The impact of TRIPS regulation on drug prices and access to medicines is less clear. One view is that, thanks to the 20-year ‘monopoly’ of new patents on drugs, reintroducing patent protection on new compounds would trigger a sharp rise in drug prices across the developing world (Chauduri 2011; Hafner and Popp 2011).
Intellectual property rights are only one part of a complex interplay of factors that determine drug prices. In India, these include different market segments and the influence of government legislation to control prices.
Any assessment of the influence of IPR on drug prices must take scale into account. TRIPS-induced regulation has an influence on patented medicines only.
Intellectual property rights are only one part of a complex interplay of factors that determine drug prices. In India, these include different market segments and the influence of government legislation to control prices.
But TRIPS-induced regulation influences a mere 10% of drugs on the Indian market. The remaining 90% are generic copies of products already off-patent in regulated markets after 2005 or generic versions of compounds patented before 1995. Taken as a whole, a TRIPS-driven potential price rise is of limited significance.
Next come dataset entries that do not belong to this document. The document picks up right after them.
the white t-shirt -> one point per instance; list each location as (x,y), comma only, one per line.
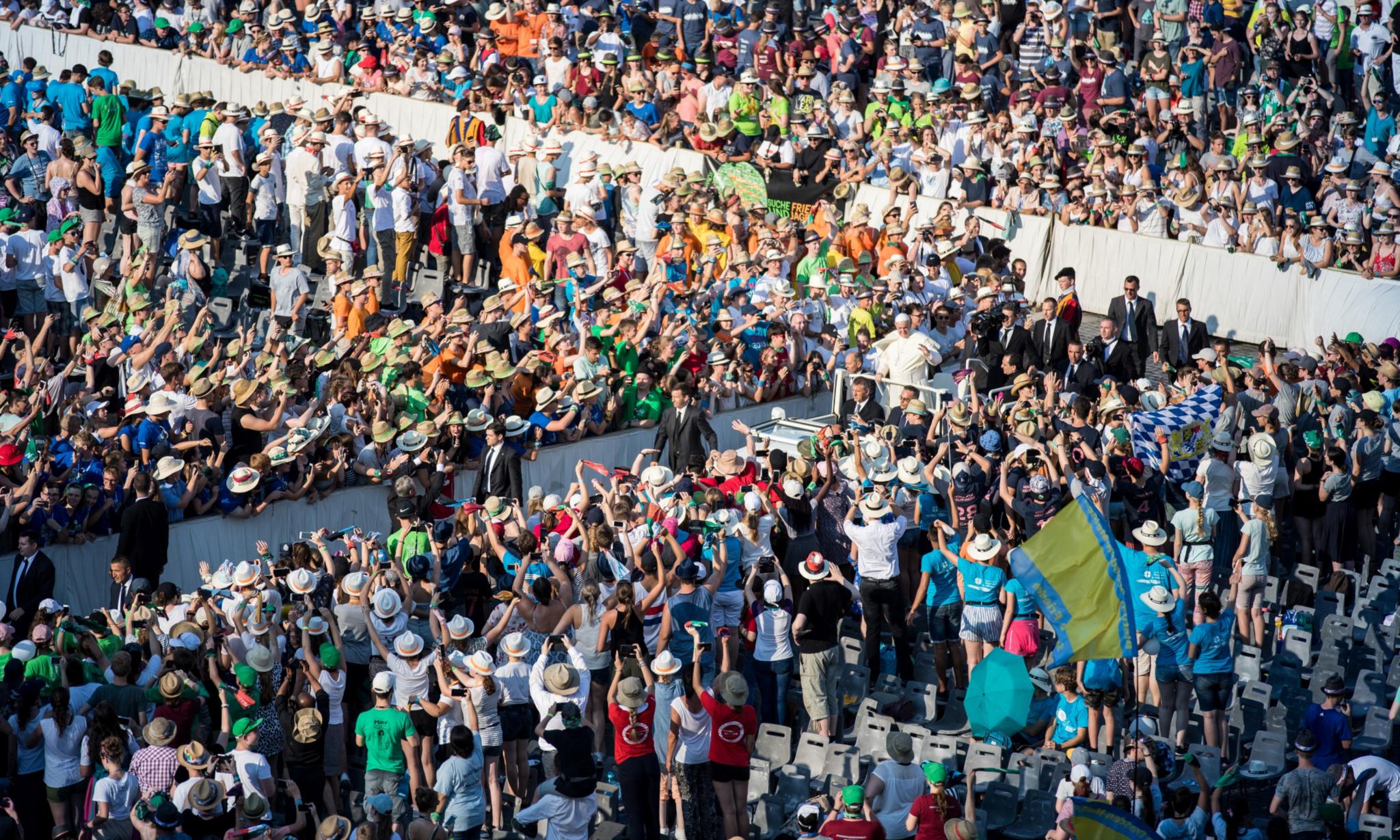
(62,752)
(342,219)
(211,189)
(490,170)
(693,734)
(265,198)
(230,140)
(458,213)
(120,794)
(75,282)
(411,681)
(252,768)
Prices in this thin, on-patent slice of India’s drug market are also influenced by factors such as therapeutic competition, limited domestic purchasing power, the lack of an insurance market, parallel importing and compulsory licensing.
Finally, it is also interesting to note that other mechanisms contribute to retail drug prices in developing countries, such as local mark-ups, taxes and import tariffs.
It follows that the impact of TRIPS-compliant regulation on drug affordability and availability in India may be much less straightforward than expected by critics.
However, an important question remains open. A major rationale for asking emerging economies to become TRIPS compliant is to encourage local companies to develop new treatments for local diseases that fall outside the commercial interest of Western corporations.
While this study only hints at the effectiveness of TRIPS in driving locally-produced, cost-effective treatments to tackle domestic health priorities, it confidently opens the door to more research.